Berliner (68) soll 14 Frauen betäubt und vergewaltigt haben
Ein Rentner aus Berlin steht vor Gericht, weil er über Dating-Apps Kontakt zu Frauen knüpfte, sie sedierte und sexuelle Gewalt ausübte. Die Beweise stammen von beschlagnahmten Speichermedien.

Berliner (68) soll 14 Frauen betäubt und vergewaltigt haben
Vor der Berliner Justiz muss sich ein 68 Jahre alter Rentner verantworten.
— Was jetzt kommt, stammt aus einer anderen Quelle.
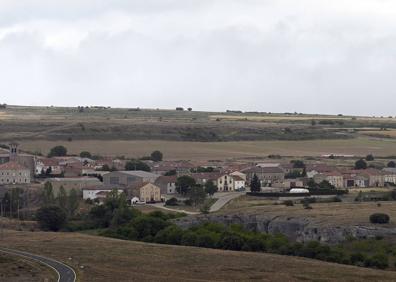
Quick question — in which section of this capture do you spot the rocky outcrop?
[174,214,396,244]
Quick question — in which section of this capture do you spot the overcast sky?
[0,0,396,115]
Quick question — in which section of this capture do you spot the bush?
[366,154,374,162]
[283,200,294,207]
[36,206,66,232]
[219,233,245,251]
[48,146,67,158]
[364,254,389,269]
[370,213,390,224]
[184,199,193,206]
[165,197,177,206]
[80,151,92,159]
[150,151,163,162]
[355,159,367,169]
[154,225,184,245]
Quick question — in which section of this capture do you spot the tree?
[48,145,67,158]
[307,178,318,189]
[56,186,67,210]
[387,161,396,168]
[366,154,374,162]
[291,160,305,168]
[125,160,151,171]
[101,164,110,171]
[36,206,66,232]
[67,188,79,217]
[319,180,335,189]
[176,175,196,195]
[42,182,55,206]
[188,185,206,206]
[150,150,163,162]
[355,159,367,169]
[205,180,218,196]
[164,169,177,176]
[80,151,92,159]
[250,174,261,192]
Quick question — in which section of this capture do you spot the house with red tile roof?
[0,161,31,185]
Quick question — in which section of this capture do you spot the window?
[110,177,120,184]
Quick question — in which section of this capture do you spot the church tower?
[10,142,19,162]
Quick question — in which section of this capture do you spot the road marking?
[0,248,77,282]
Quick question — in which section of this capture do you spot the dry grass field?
[20,138,396,160]
[0,231,396,282]
[0,252,57,282]
[219,196,396,227]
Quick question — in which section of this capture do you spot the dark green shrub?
[364,254,389,269]
[219,233,245,251]
[370,213,390,224]
[154,225,184,245]
[283,200,294,207]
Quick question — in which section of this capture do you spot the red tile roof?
[0,162,27,170]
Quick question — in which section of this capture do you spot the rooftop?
[0,161,28,170]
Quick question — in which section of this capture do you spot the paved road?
[148,203,200,215]
[210,192,246,212]
[0,248,76,282]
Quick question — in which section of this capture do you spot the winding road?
[0,248,76,282]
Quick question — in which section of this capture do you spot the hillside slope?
[0,231,396,282]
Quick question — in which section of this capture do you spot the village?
[0,142,396,214]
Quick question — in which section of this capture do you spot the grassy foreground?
[0,252,58,282]
[0,231,396,281]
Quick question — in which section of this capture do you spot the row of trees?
[36,182,80,231]
[48,145,164,162]
[0,188,28,218]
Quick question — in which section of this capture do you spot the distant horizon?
[0,0,396,116]
[0,101,396,118]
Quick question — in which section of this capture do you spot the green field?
[0,106,396,160]
[20,137,396,160]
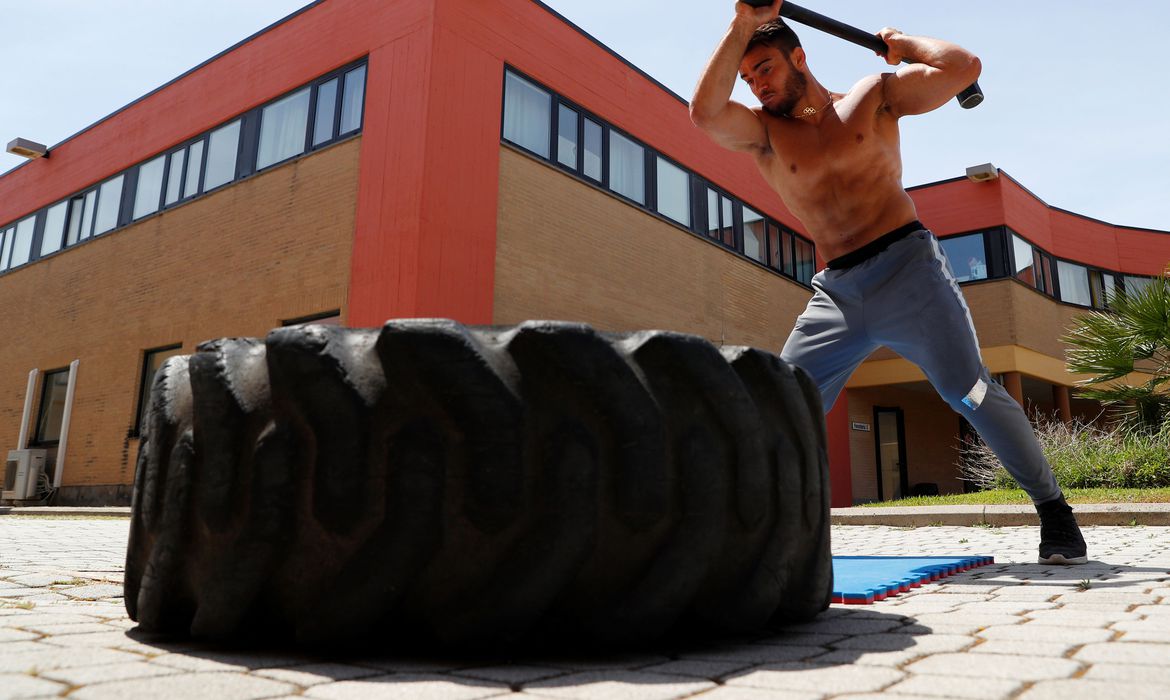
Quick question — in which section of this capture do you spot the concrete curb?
[831,503,1170,528]
[0,503,1170,528]
[0,506,130,517]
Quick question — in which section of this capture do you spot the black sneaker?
[1035,496,1089,564]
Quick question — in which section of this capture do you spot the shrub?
[959,421,1170,489]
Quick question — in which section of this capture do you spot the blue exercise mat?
[833,556,996,605]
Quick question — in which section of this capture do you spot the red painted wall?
[910,174,1170,275]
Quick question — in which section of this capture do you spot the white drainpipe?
[53,359,81,488]
[16,370,41,449]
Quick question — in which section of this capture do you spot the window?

Ihm werden Dutzende sexuelle Straftaten zur Last gelegt, die sich über einen längeren Zeitraum erstrecken.
Die Staatsanwaltschaft der Hauptstadt wirft dem Angeklagten vor, insgesamt 22 Vergewaltigungen an 14 verschiedenen Frauen begangen zu haben. Die Kontaktaufnahme zu den Frauen erfolgte demnach über mobile Kontaktbörsen.
Um die Frauen gefügig zu machen, soll der Beschuldigte ihnen Beruhigungsmittel untergeschoben und zusätzlich Alkohol verabreicht haben. In diesem Zustand missbrauchte er die Frauen sexuell und dokumentierte die Taten heimlich auf Video.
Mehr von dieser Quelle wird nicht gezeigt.